Thomas Mann. «Gli piacevano molto le discussioni musicali e il suo tema preferito era che la musica è l’arte più distaccata dalla vita, l’arte che non ha bisogno di nessuna esperienza. Aveva l’aspetto del professore, ritto e quasi rigido sul collo, con la mano sinistra spesso infilata nella tasca della giacca. Mi piace, di lui, una descrizione che fece di mia moglie dopo una serata passata a Hollywood: “la moglie di Stravinskij è una belle russe, un esempio di bellezza tipicamente russa in cui la qualità di simpatia umana raggiunge l’apice”. Mia moglie Vera è senz’altro bella, ma non ha una sola goccia di sangue russo nelle vene».

Nijnskij. «Era completamente privo di astuzia ed era di un’onestà così ingenua da far paura. Non capì mai i metri musicali e non ebbe mai un senso esatto del tempo… Non voglio dire che avesse poca immaginazione creativa, anzi ne aveva fin troppa. Il fatto è che semplicemente non conosceva la musica e perciò il suo concetto dei rapporti si manifestò altrimenti, e un talento come il suo è già sufficiente. E definirlo danzatore non basta, poiché fu un attore drammatico ancora più grande».

Prokofiev. «I suoi giudizi musicali erano abitualmente banali e spesso errati. Una volta, seduto accanto a me durante la rappresentazione di Petruška, nel quarto quadro, nel punto culminante delle danze russe, si voltò e mi disse: ‘avresti dovuto finire qui’. A qualsiasi musicista sensibile risulta evidente che le pagine migliori di Petruška sono le ultime. Era possibile incontrarlo migliaia di volte senza instaurare con lui un rapporto profondo. Possedeva una certa tecnica, poteva fare alcune cose molto bene. Non era volgare… ma non avrebbe potuto capire la risposta che Mallarmé diede a un tizio che si congratulava con lui per la chiarezza esemplare di un suo discorso; “allora dovrò aggiungervi delle ombre”».
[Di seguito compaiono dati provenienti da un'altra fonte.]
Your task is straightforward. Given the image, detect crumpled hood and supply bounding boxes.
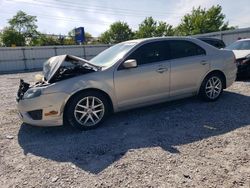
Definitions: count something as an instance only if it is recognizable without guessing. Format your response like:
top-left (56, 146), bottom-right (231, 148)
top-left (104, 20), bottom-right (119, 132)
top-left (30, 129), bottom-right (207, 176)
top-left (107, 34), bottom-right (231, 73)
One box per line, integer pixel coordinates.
top-left (43, 54), bottom-right (100, 82)
top-left (233, 50), bottom-right (250, 59)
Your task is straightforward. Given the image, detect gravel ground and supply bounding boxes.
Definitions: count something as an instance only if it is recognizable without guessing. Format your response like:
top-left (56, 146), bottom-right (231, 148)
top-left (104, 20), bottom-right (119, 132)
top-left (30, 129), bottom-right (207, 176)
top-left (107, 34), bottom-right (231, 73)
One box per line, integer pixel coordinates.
top-left (0, 73), bottom-right (250, 188)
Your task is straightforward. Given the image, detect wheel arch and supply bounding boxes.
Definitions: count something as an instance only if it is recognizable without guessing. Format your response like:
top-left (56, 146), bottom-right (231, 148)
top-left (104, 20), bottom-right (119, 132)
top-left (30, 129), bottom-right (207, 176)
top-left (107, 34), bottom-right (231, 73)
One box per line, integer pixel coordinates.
top-left (198, 70), bottom-right (227, 93)
top-left (63, 88), bottom-right (114, 121)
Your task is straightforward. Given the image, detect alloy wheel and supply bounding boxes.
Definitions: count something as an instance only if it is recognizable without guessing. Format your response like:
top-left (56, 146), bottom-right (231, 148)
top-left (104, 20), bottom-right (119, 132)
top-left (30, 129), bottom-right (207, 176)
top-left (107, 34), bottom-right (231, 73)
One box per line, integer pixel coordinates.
top-left (74, 96), bottom-right (105, 127)
top-left (205, 76), bottom-right (222, 99)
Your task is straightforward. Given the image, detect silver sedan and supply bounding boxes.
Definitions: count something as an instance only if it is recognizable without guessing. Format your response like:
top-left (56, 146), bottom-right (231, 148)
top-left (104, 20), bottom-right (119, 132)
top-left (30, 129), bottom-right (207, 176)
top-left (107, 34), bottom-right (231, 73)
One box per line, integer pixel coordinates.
top-left (17, 37), bottom-right (236, 130)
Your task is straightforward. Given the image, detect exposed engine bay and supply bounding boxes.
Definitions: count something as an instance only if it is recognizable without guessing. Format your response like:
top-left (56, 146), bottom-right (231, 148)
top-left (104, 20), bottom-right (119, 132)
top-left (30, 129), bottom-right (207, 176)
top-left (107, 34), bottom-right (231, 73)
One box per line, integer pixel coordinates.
top-left (17, 55), bottom-right (101, 101)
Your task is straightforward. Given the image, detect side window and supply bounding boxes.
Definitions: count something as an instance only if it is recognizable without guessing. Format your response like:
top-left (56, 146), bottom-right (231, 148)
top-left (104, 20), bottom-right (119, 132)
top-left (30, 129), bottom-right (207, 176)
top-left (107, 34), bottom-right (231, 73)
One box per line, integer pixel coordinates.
top-left (169, 40), bottom-right (206, 59)
top-left (126, 41), bottom-right (170, 65)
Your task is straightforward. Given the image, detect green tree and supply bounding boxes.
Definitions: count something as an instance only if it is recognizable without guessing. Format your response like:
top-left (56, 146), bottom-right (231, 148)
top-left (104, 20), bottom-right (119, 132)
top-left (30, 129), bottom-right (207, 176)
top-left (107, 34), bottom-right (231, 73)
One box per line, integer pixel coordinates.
top-left (99, 21), bottom-right (133, 44)
top-left (1, 27), bottom-right (25, 47)
top-left (32, 34), bottom-right (61, 46)
top-left (8, 11), bottom-right (38, 38)
top-left (176, 5), bottom-right (235, 35)
top-left (135, 17), bottom-right (174, 38)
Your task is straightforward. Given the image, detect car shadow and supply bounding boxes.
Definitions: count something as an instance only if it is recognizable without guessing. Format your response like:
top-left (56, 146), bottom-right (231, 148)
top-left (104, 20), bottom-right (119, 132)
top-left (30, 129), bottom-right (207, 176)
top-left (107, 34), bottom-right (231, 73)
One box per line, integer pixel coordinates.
top-left (18, 91), bottom-right (250, 174)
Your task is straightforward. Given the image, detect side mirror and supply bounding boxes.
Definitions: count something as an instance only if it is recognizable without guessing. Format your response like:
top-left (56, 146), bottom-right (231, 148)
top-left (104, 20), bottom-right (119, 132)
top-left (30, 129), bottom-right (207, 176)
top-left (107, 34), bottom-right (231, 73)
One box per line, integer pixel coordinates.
top-left (123, 59), bottom-right (137, 69)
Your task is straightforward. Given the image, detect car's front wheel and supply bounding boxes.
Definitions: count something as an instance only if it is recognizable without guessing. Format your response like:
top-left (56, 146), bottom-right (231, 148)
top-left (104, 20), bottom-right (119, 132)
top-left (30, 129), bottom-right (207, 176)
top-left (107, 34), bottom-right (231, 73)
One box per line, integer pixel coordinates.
top-left (199, 74), bottom-right (223, 101)
top-left (65, 92), bottom-right (110, 130)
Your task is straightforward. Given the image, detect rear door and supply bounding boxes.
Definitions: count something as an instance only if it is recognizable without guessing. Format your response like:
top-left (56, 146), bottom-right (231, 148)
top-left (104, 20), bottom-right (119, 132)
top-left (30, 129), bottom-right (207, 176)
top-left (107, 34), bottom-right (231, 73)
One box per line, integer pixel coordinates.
top-left (169, 40), bottom-right (210, 96)
top-left (114, 41), bottom-right (170, 108)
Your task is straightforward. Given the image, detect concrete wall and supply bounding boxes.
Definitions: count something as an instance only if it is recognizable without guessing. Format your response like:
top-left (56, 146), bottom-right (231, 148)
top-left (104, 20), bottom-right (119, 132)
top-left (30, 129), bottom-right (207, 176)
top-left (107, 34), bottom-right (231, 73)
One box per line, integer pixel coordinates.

Proust. «Un uomo pallido, vestito elegantemente e alla francese. Portava guanti e teneva un bastone di canna. Si parlò di musica ed espresse il suo grande entusiasmo per gli ultimi Quartetti di Beethoven – entusiasmo che avrei condiviso, non fosse stato un luogo comune fra gli intellettuali di quel tempo, e, più che un giudizio musicale, una posa letteraria».

Rachmaninov. «Le sue prime composizioni erano degli “acquerelli”, liriche e pezzi per pianoforte con la fresca impronta di Čaikovskij. Poi, a venticinque anni, si diede agli “oli” e diventò un vecchissimo compositore davvero».